Nine dead after Turkish high-speed train crashes in Ankara
A Turkish high speed train has collided with another locomotive and crashed into a pedestrian overpass at a train station in Ankara, killing nine people and injuring 47.
Video footage on Thursday showed emergency workers at the snow-laden scene, working to rescue people from carriages trapped beneath the mangled metal wreckage of an overpass at the Marsandiz train station, to the west of the Turkish capital.
The accident occurred around 6.30am (0330 GMT) as the train was travelling between Ankara and the central Turkish province of Konya.
The Marsandiz station is around 8km from the main Ankara train station.
Governor Vasip Sahin told reporters at the scene that the crash was caused by the high-speed train hitting a locomotive which carries out track inspections.
It was not clear at what speed the trains were travelling when the crash occurred, but it occurred at a station where the Ankara-Konya train does not stop.
Three train drivers were among the nine killed in the crash, Transport Minister Cahit Turhan told reporters on the scene.

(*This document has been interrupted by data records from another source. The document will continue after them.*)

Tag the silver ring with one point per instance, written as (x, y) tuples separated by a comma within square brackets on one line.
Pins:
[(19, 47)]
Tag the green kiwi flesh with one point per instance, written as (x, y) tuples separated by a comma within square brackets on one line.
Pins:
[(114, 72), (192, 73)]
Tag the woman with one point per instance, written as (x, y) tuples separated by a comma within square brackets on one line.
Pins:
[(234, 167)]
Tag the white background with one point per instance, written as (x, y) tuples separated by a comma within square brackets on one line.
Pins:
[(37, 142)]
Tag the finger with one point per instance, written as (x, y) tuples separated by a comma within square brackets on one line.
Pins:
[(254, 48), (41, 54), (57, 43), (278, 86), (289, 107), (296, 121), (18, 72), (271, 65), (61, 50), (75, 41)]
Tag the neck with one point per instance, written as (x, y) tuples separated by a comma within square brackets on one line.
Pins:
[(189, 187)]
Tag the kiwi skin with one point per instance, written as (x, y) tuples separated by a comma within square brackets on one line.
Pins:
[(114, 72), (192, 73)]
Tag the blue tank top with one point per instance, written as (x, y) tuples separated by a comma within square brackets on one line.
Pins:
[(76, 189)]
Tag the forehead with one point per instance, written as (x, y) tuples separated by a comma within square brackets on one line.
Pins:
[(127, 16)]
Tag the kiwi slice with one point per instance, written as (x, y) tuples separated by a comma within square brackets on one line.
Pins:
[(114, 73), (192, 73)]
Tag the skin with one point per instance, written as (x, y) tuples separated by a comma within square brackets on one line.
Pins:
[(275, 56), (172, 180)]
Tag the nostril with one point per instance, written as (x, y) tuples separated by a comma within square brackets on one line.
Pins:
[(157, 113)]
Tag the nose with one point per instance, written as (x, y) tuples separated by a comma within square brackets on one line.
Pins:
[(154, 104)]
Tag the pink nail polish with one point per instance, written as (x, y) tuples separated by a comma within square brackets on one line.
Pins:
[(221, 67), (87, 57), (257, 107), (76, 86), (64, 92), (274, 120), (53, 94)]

There were 206 passengers on the high speed train, according to state-owned Anadolu news agency, which also reported that the Ankara state prosecutor's office had launched an investigation.

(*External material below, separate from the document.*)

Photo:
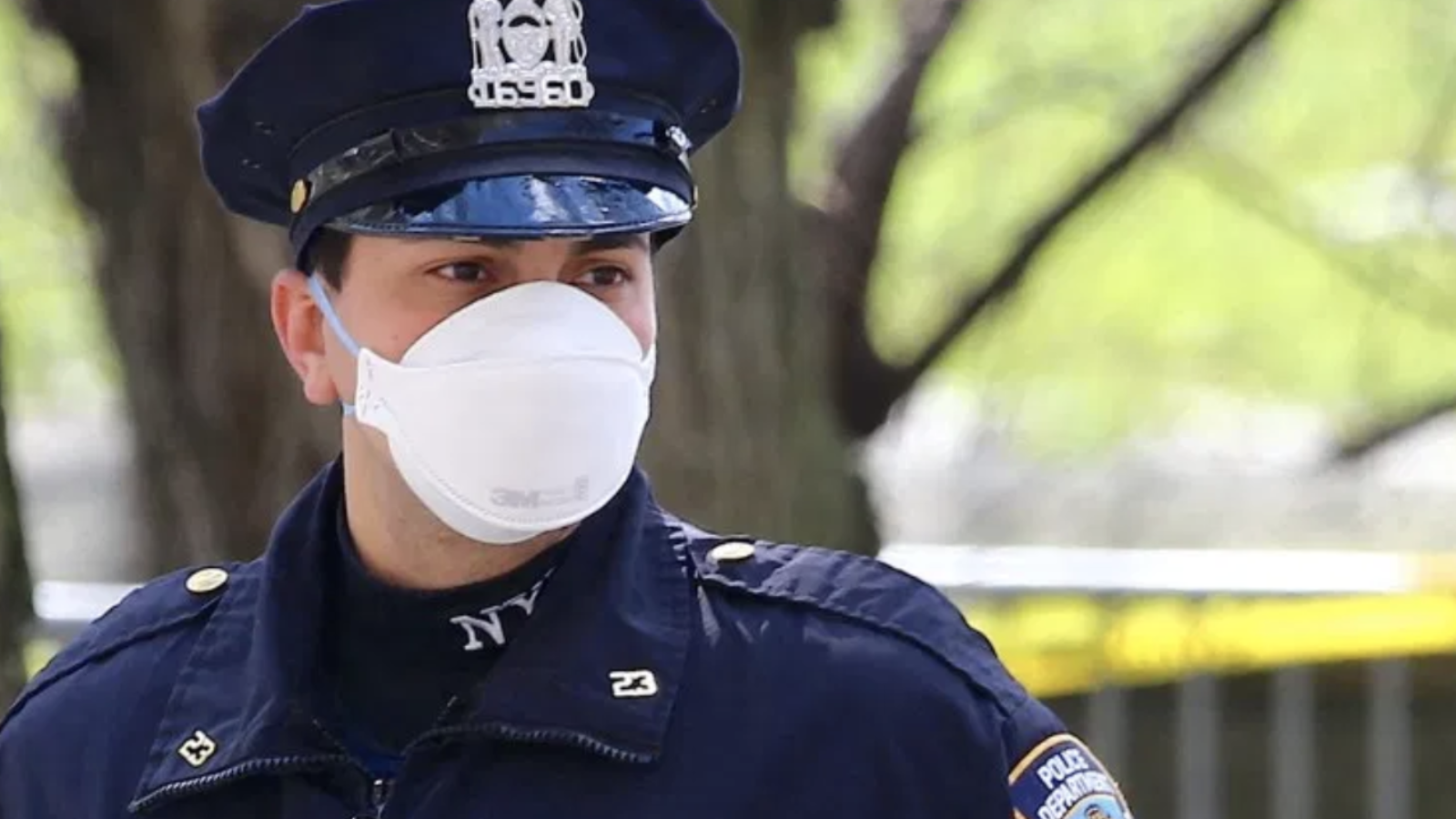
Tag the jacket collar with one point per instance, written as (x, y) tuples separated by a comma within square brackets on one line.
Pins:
[(597, 666)]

Images published by Turkish media showed some wagons had derailed and debris from the train scattered on the rail track, which was covered in snow.

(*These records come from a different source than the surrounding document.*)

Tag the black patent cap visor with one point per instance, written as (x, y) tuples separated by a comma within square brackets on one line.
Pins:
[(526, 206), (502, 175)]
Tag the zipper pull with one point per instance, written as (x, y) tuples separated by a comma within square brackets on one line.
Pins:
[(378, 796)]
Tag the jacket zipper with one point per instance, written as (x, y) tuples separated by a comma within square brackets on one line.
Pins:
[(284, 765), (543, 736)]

The windows of one wagon were completely broken while another wagon had been smashed after hitting the footbridge, which also collapsed, an AFP correspondent at the scene said.
Fatal accidents
The Ankara to Konya high-speed route was launched in 2011 and was followed in 2014 with a high-speed link between Ankara and Istanbul.
The accident comes after another rail disaster in July when 24 people were killed and hundreds more injured after a train derailed in Tekirdag province, northwest Turkey, due to ground erosion following heavy rains.
Turkey's rail network has been hit by several fatal accidents in recent years.
In March 2014, a commuter train smashed into a minibus on a railway track in the southern Turkish province of Mersin, which left 10 dead.
In January 2008, nine people were killed when a train derailed in the Kutahya region south of Istanbul because of faulty tracks.
Turkey's worst rail disaster in recent history was in July 2004 when 41 people were killed and 80 injured after a high-speed train derailed in the northwestern province of Sakarya.
Turkey has been developing a network of high-speed rail links during President Recep Tayyip Erdogan's 16-year-old rule as it looks to ease the burden on increasingly congested highways.